Regarding mGFR, Porrini et al. (2019) reviewed that eGFR can deviate from mGFR by around 30% [6]. However, current mGFR measurement methods—whether using inulin, iohexol, or other filtration markers—are complex, expensive and simply not feasible in very large cohorts. Many institutions, including KDIGO, recommend using eGFR in most cases, leaving mGFR for specific clinical scenarios [7]. Given the large sample size in our study and the fact that participants do not have known kidney disease, we believe that eGFR is suitable for our research needs. To mitigate known limitations of eGFR, we used creatinine-based, cystatin C-based and creatinine + cystatin C-based eGFR estimates, accepting that some interpretation is needed to account for the non-GFR determinants of creatinine and cystatin C.

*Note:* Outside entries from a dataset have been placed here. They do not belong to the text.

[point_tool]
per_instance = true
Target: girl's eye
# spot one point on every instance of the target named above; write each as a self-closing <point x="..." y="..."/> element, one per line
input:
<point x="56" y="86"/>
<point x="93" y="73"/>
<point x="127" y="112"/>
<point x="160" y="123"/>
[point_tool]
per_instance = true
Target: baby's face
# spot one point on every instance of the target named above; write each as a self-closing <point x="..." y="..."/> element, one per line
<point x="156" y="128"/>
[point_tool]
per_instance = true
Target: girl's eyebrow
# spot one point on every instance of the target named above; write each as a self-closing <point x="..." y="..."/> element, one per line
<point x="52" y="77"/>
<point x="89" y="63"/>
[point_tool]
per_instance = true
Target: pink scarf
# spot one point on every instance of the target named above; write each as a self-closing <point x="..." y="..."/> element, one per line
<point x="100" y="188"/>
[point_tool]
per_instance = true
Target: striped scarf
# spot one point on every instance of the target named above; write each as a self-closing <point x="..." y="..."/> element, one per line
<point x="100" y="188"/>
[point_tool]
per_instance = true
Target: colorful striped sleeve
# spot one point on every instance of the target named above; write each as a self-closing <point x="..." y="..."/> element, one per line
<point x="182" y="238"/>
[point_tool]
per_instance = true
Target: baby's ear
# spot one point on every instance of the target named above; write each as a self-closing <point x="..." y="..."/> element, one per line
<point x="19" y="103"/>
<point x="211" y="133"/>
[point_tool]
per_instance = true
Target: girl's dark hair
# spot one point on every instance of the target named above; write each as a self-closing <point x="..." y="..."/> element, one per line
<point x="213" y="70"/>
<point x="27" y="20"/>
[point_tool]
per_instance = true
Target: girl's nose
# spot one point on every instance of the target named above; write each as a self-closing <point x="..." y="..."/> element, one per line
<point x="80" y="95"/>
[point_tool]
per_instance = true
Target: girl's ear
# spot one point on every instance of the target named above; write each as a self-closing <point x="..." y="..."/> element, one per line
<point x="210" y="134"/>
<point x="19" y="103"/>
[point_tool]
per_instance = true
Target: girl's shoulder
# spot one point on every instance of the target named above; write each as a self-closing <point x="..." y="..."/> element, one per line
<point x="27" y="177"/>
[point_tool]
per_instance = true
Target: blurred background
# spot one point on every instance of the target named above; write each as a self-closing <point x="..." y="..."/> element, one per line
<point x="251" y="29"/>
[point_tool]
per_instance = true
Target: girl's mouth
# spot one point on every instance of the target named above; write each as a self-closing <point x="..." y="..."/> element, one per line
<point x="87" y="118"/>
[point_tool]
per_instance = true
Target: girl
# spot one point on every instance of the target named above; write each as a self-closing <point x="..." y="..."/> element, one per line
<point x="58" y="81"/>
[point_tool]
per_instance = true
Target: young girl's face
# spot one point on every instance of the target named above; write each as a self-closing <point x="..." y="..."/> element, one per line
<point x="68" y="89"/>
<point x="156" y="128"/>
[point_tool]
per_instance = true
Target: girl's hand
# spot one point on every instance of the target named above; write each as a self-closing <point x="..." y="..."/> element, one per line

We agree that diet can have an impact on serum creatinine, which was the purpose of our study also reporting eGFR_cysC. To our knowledge, there is no evidence suggesting that diet directly impacts cystatin-C [8]. However, our study accounted for BMI, which serves as a reasonable proxy for overall diet quality. Additionally, we adjusted our analyses for inflammation, including CRP, to ensure robustness.

We understand Dr Wang et al.'s suggestion of additional focus on patients with CKD. We recognise the wider research on the effect of exercise on CKD. For instance, a meta-analysis of 12 RCTs demonstrated that regular aerobic exercise can improve estimated glomerular filtration rate, serum creatinine, 24-h urine protein levels and blood urea nitrogen in CKD patients [9]. Studies on the general population, especially large-scale studies, focusing on kidney function are less common. From a preventive medicine perspective, if individuals without kidney disease can enjoy renal benefits from increasing physical activity, this might, in the long run, reduce the incidence of chronic diseases. This motif is central to our study.

Finally, we agree with Wang et al. that further evidence is required. Randomized controlled trials are the gold standard for causal inference, although whether these are feasible at scale requires careful consideration.